プラシーボ実験を行う上で気を付けたい、たった1つの大切なこと

2014年7月22日 2014年12月4日

ルーペを持った女の子

photo by photo-ac.com

プラセボ製薬では、みなさまの「試してみたい!」の声にお応えして「プラシーボ実験」を奨励しています。しかし、実験を行う上で注意して頂きたいことが1つだけあります。

それは、プラシーボ効果プラセボ効果)が現れることを前提(ぜんてい)としない」ことです。

どういうことでしょうか?

「プラシーボ効果」は、いつでも誰にでも現れるわけではないのです。

「プラシーボ効果」を前提としたら…

「プラシーボ効果」はもともと、有効成分が何も入っていない(=効くはずがない)ものを服用したときに、なぜだかわからないけれど確かに現れる効果として発見されました。大きな大きな、驚きとともに。

しかし今では、多くの人が「プラシーボ効果」の存在を認めています。「プラシーボ効果」が目の前で現れるのを見たって、あんまり驚かないかもしれません。『知ってる知ってる、これって「プラシーボ効果」でしょ』、と。

また「プラシーボ実験」を行うのだから、「プラシーボ効果」が出てくれなきゃ困るという気持ちもあります。『「プラシーボ効果」が出て、初めて「プラシーボ実験」が成功と言えるのだ』ってね。

プラシーボを飲んだんだから、「プラシーボ効果」が現れるはずだ!

このような態度は、「プラシーボ効果」を前提としてしまっている点で間違っています。

「プラシーボ効果」を前提としない

では、実験者のあるべき態度はどのようなものでしょうか?

それは、観察(かんさつ)を大事にする態度です。

目の前で起こっていることを真摯(しんし)に、できるだけ偏り(かたより)なく対象を見つめ続けることです。「プラシーボ効果」なんて知らなかった、という態度で(本当に忘れてもらって構いません)臨むべきだと思います。そうしなければ、あなたの勝手な思い込み(『プラシーボを飲んだんだから、「プラシーボ効果」が現れるはずだ!』)が、観察や実験結果を歪めて(ゆがめて)しまうからです。

観察って何だろう?

そもそも、観察って何でしょうか?興味ある対象を見て、特徴を記述すること?学校で習うのは、こういったことでしょうか。

でも、もう少し広く捉えてみましょう。見る、だけじゃない。物事の本質を理解しようと興味ある対象と接する中で、あなたが感じたことの全てが「観察」です。

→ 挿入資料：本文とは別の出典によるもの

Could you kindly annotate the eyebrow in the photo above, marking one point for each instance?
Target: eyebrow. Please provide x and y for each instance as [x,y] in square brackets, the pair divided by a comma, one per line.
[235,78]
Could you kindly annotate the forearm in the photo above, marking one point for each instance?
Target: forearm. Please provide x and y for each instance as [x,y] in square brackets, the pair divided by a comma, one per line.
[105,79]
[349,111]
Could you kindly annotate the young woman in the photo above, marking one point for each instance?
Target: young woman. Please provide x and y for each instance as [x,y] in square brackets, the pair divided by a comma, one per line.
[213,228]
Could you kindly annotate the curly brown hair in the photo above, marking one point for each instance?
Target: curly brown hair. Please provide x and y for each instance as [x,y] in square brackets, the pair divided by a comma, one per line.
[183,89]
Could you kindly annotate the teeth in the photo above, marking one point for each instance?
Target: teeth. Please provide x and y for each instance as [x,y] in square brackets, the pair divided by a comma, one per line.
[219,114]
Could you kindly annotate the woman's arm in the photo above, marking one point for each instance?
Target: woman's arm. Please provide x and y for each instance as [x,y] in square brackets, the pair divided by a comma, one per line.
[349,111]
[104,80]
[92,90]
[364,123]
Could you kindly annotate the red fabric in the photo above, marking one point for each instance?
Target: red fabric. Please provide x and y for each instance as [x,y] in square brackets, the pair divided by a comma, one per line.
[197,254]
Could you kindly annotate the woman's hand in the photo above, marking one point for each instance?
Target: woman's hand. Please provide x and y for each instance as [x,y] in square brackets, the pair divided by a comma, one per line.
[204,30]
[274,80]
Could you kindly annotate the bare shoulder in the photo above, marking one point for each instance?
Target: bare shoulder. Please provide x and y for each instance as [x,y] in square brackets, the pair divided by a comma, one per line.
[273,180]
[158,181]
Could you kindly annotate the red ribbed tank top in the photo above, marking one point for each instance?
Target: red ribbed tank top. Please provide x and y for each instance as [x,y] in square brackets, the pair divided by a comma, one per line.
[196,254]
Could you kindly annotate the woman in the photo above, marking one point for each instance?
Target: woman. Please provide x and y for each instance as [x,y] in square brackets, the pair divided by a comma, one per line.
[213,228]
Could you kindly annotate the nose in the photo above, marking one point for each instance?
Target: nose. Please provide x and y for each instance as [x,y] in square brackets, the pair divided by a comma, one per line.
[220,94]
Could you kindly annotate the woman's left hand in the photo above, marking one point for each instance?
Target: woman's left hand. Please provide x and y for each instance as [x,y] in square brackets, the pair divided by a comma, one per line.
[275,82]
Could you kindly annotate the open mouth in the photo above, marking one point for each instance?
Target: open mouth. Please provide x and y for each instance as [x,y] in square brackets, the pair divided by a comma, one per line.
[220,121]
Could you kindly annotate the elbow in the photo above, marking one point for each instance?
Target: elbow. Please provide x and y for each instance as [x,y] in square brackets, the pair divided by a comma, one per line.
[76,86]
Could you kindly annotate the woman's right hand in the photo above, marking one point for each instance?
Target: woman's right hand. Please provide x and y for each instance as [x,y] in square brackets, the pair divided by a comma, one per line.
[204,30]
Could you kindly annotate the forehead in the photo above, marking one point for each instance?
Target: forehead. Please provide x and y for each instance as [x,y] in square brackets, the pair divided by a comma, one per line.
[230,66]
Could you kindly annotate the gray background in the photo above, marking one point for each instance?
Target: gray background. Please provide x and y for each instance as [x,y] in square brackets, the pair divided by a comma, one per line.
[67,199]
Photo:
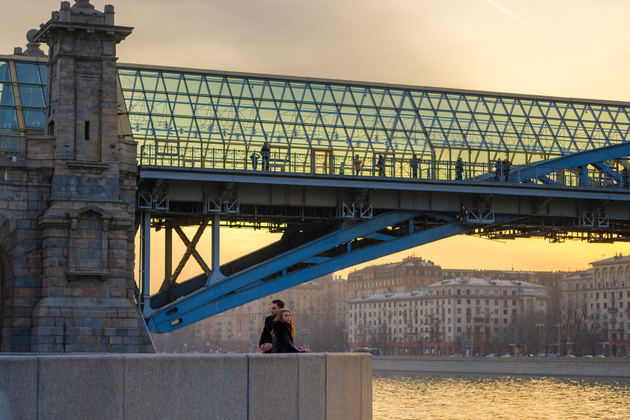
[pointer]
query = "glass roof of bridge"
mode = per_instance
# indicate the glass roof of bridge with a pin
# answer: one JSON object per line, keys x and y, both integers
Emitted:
{"x": 236, "y": 111}
{"x": 219, "y": 110}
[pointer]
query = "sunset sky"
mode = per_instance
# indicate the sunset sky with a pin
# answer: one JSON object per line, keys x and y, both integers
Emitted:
{"x": 576, "y": 48}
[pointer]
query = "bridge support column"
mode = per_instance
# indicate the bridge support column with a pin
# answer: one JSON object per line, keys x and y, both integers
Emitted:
{"x": 87, "y": 222}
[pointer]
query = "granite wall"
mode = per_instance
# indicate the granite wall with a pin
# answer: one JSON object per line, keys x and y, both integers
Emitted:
{"x": 317, "y": 386}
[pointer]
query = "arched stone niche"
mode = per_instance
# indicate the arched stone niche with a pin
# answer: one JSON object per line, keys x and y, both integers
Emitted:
{"x": 88, "y": 243}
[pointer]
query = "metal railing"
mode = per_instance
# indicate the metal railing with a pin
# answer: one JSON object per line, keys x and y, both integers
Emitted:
{"x": 174, "y": 155}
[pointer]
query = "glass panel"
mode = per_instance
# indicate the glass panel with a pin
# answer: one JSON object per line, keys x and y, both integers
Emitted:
{"x": 8, "y": 119}
{"x": 5, "y": 76}
{"x": 28, "y": 73}
{"x": 32, "y": 96}
{"x": 35, "y": 119}
{"x": 6, "y": 94}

実験を行う人、すなわち研究者にとってはこの「観察」を一番大事にしなければなりません。

あなたの「観察」は、教科書で得た知識や、偉い人の意見や、お父さんやお母さんの言葉や、世間の常識よりも優先させなければなりません。あなたの「観察」に反する証拠を挙げられたとしても、簡単にあなたの「観察」をねじ曲げてはいけません。研究者とは、孤独な稼業なのです。

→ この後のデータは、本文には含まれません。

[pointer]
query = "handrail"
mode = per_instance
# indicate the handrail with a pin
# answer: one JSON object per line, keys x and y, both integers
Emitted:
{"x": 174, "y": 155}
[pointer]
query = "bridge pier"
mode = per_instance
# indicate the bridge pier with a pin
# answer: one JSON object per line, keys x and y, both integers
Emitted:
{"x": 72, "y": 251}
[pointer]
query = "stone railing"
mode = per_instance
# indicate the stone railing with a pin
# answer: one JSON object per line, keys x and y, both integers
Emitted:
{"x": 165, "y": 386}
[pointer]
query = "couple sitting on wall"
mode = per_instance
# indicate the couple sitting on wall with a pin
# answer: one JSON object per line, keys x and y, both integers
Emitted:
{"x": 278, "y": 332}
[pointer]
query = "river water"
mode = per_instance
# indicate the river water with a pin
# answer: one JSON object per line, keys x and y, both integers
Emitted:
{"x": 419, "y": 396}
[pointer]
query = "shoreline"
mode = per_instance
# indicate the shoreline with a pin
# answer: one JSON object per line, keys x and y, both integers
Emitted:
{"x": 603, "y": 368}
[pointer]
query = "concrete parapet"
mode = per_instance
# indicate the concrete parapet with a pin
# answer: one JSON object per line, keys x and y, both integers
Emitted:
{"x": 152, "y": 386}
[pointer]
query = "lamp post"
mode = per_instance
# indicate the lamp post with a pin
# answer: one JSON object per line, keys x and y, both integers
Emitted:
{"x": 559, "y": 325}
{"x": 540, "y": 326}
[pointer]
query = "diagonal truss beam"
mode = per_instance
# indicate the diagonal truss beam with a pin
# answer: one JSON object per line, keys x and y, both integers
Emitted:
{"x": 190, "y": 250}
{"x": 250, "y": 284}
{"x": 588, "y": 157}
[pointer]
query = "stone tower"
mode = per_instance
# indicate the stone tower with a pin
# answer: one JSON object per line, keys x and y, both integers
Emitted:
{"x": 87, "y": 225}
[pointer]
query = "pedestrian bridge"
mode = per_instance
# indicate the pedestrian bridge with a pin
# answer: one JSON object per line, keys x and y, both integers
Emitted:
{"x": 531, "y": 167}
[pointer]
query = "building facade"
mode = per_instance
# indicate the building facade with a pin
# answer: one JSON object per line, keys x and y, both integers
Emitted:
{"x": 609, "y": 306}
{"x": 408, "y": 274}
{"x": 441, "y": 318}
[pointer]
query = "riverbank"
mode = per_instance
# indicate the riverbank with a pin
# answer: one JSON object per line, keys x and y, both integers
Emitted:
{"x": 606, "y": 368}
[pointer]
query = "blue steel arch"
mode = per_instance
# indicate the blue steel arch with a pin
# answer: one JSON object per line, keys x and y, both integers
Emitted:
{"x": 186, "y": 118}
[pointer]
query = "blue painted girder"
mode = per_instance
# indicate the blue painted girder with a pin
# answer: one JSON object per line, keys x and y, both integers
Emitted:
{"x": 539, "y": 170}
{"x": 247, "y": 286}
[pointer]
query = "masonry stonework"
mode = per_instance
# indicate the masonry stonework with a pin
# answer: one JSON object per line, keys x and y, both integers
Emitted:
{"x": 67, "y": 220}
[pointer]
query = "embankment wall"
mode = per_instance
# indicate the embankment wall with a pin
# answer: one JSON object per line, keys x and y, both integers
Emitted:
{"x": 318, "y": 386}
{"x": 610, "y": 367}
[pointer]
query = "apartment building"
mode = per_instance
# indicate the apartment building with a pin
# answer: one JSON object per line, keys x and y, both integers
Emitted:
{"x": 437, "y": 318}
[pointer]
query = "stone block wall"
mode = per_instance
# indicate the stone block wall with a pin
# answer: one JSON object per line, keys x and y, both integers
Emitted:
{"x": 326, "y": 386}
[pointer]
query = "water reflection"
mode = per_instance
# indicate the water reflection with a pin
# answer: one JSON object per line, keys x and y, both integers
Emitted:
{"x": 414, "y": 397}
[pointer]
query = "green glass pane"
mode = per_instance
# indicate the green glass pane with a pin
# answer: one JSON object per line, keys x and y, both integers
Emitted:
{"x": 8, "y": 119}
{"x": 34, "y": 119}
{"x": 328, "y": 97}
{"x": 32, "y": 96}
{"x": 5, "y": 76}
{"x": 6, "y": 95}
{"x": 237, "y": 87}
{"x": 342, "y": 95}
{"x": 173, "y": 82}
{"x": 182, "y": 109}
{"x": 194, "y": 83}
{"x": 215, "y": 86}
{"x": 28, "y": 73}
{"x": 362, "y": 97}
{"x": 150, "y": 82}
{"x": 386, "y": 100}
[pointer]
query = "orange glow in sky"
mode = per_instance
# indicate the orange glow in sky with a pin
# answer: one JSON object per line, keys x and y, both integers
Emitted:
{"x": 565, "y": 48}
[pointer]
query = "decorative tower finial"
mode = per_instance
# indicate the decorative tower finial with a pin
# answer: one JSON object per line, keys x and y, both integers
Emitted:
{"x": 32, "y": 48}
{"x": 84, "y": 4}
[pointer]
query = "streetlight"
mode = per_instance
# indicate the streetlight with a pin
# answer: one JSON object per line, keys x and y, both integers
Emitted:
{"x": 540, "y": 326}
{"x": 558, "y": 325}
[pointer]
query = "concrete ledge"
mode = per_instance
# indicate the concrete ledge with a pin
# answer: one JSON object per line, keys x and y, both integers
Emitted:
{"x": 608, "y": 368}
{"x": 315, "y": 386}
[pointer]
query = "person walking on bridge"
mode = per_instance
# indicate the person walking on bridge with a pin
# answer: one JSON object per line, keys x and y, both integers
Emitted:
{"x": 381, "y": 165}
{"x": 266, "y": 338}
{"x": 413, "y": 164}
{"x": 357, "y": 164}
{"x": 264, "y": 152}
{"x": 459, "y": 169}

「プラシーボ実験」においても、同様です。目の前で起こっていることを「観察」し続けてください。プラシーボを飲んだ人が、確かに何らかの変化を感じている様だぞという「観察」が得られて初めてあなたは「プラシーボ効果」を認めたことになります。もし、何だかよくわからないのであれば「プラシーボ効果なし」と記述したって全然構わないのです。それは、実験の失敗を意味しません。

まとめ

大切なことですので繰り返しましょう。「プラシーボ実験」を行う上で、「プラシーボ効果」を前提としてはいけません。「プラシーボ効果」は現れるときには現れるし、現れないときには現れない、気まぐれで恥ずかしがり屋のお友達です。

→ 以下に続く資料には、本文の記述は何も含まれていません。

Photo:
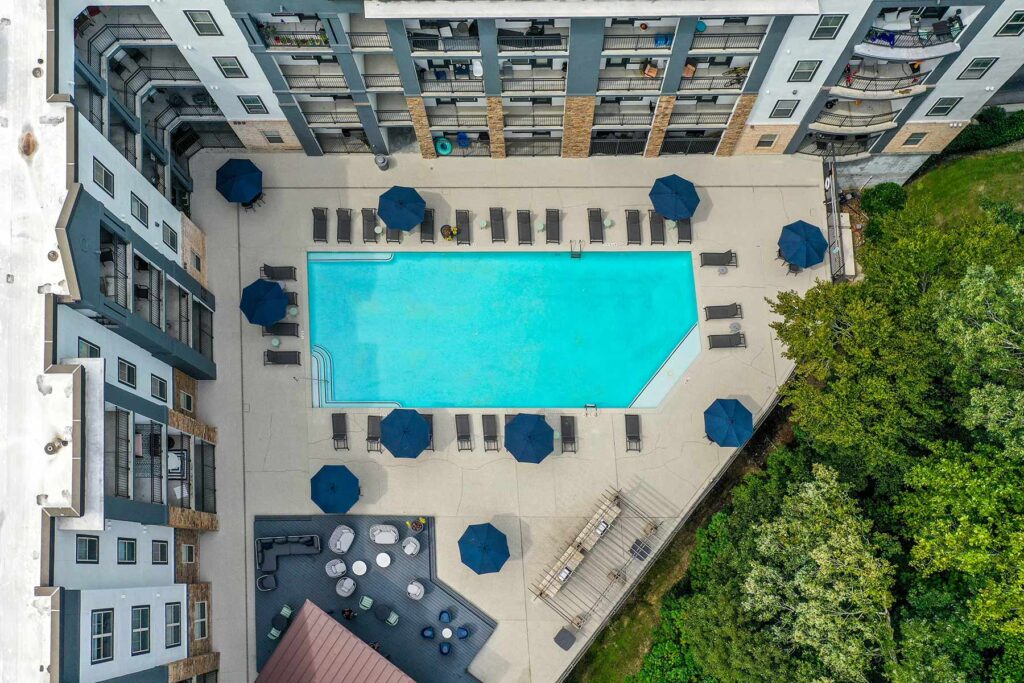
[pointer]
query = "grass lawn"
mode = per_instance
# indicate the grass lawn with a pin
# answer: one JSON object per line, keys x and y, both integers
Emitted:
{"x": 953, "y": 188}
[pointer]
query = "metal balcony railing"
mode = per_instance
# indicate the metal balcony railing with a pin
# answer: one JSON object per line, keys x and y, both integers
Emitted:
{"x": 532, "y": 85}
{"x": 727, "y": 41}
{"x": 369, "y": 41}
{"x": 630, "y": 84}
{"x": 442, "y": 44}
{"x": 335, "y": 82}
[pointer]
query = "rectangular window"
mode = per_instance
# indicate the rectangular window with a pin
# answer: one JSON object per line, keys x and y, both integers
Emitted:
{"x": 783, "y": 109}
{"x": 126, "y": 373}
{"x": 102, "y": 635}
{"x": 804, "y": 71}
{"x": 172, "y": 625}
{"x": 253, "y": 103}
{"x": 126, "y": 551}
{"x": 139, "y": 630}
{"x": 827, "y": 27}
{"x": 203, "y": 22}
{"x": 171, "y": 238}
{"x": 158, "y": 387}
{"x": 1013, "y": 27}
{"x": 102, "y": 176}
{"x": 913, "y": 139}
{"x": 139, "y": 210}
{"x": 943, "y": 105}
{"x": 86, "y": 549}
{"x": 200, "y": 621}
{"x": 86, "y": 349}
{"x": 977, "y": 69}
{"x": 230, "y": 67}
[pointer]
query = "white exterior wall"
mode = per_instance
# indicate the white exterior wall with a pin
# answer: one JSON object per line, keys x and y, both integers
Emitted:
{"x": 92, "y": 144}
{"x": 1010, "y": 51}
{"x": 122, "y": 600}
{"x": 108, "y": 573}
{"x": 797, "y": 45}
{"x": 72, "y": 325}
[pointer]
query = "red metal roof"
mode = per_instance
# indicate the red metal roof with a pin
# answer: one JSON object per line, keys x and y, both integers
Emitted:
{"x": 315, "y": 648}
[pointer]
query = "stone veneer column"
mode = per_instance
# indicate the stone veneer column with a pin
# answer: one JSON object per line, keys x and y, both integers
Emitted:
{"x": 737, "y": 123}
{"x": 658, "y": 125}
{"x": 421, "y": 124}
{"x": 496, "y": 127}
{"x": 577, "y": 124}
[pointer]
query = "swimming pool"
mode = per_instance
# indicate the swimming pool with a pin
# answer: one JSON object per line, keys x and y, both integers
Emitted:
{"x": 509, "y": 330}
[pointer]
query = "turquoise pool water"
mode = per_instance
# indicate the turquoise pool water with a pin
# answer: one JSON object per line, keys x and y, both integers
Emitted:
{"x": 513, "y": 330}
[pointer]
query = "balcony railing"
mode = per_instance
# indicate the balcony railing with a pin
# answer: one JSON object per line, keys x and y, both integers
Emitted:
{"x": 697, "y": 145}
{"x": 630, "y": 84}
{"x": 547, "y": 42}
{"x": 855, "y": 120}
{"x": 912, "y": 38}
{"x": 442, "y": 44}
{"x": 382, "y": 81}
{"x": 532, "y": 85}
{"x": 335, "y": 82}
{"x": 532, "y": 120}
{"x": 611, "y": 119}
{"x": 453, "y": 85}
{"x": 657, "y": 41}
{"x": 727, "y": 41}
{"x": 876, "y": 84}
{"x": 369, "y": 41}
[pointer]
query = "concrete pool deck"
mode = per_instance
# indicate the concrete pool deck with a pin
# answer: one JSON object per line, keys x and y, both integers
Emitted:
{"x": 272, "y": 440}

しっかりと「観察」が出来ていれば、正直になることをためらう必要はありません。なければ「ない。以上。」で構わないのです。事実をねじ曲げて得られた研究結果は価値がないどころか、害ですらあります。お気を付け下さいね!

おまけ:メタ・プラシーボ実験

以下の記載は少し難しい内容になりますので、わからなくても全然構いませし、ご質問くださっても構いません(→お問い合わせはこちらから)。

「プラシーボ実験」を行う人の勝手な思い込み(『プラシーボを飲んだんだから、「プラシーボ効果」が現れるはずだ!』など)が、実験にどのような偏りを生じさせるのか、という高次の結果分析・考察を考えることができます。複数の実験報告や結果から、新たな高次の知見を得る試みを「メタ解析」と言ったりします。意欲のある方はどんな「メタ解析」ができるか、考えてみるのも面白いかもしれません。